Portfolio Rebalancing Assignment

A passive investment plan advocates to buy, hold and periodically rebalance a portfolio. Rebalancing is a risk management tool that means that at times an investor must sell winners and buy more losers.

In this assignment, you will see the impact of letting a portfolio ride without periodically rebalancing back to the desired asset allocation. You will first determine what the ending balances are for each component of a portfolio that starts with 50% of the portfolio in a stock fund and 50% in a bond fund. The annual returns for each of the funds is provided. These returns determine what the ending balance in fund are from year to year. If funds are allowed to ride without rebalancing. Each fund will grow by the amount of the return for that fund in a year.

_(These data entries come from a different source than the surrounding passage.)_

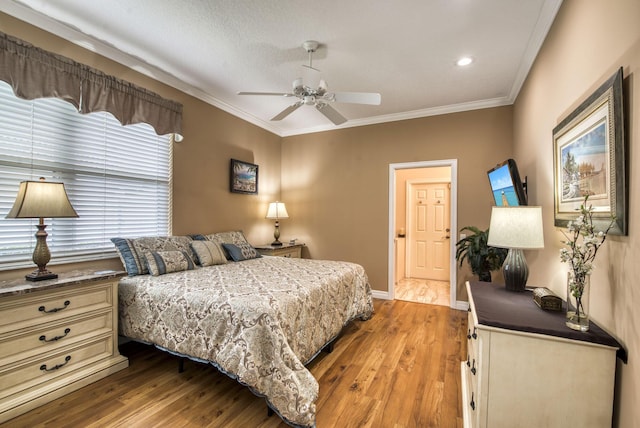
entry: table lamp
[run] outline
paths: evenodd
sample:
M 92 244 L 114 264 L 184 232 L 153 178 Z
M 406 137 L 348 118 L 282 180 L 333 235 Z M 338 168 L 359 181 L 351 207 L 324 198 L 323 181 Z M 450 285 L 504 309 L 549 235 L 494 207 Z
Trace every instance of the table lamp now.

You will also examine what balances will be in each fund if the two funds are shifted back to having a 50-50 allocation. The next years balance for each fund will be the rebalanced amount increased by the return for each fund. The portfolio will again be rebalanced back to the 50-50 allocation. There are three ways to rebalance a portfolio 1. Sell the overrepresented part of the portfolio to buy the underrepresented part of the portfolio, 2. Add enough money to get the portfolio back to 50-50 (this is the most tax efficient way to rebalance), 3. Do a combination of the two. Assume that the overrepresented asset in the portfolio is sold so that an investor can buy more of the underrepresented asset.

The final step is to do an additional three years of returns to see the impact of rebalancing when stocks are no longer increasing in value.

Requirements:

Start the exercise with a portfolio made up of $50,000 in stocks and $50,000 in bonds.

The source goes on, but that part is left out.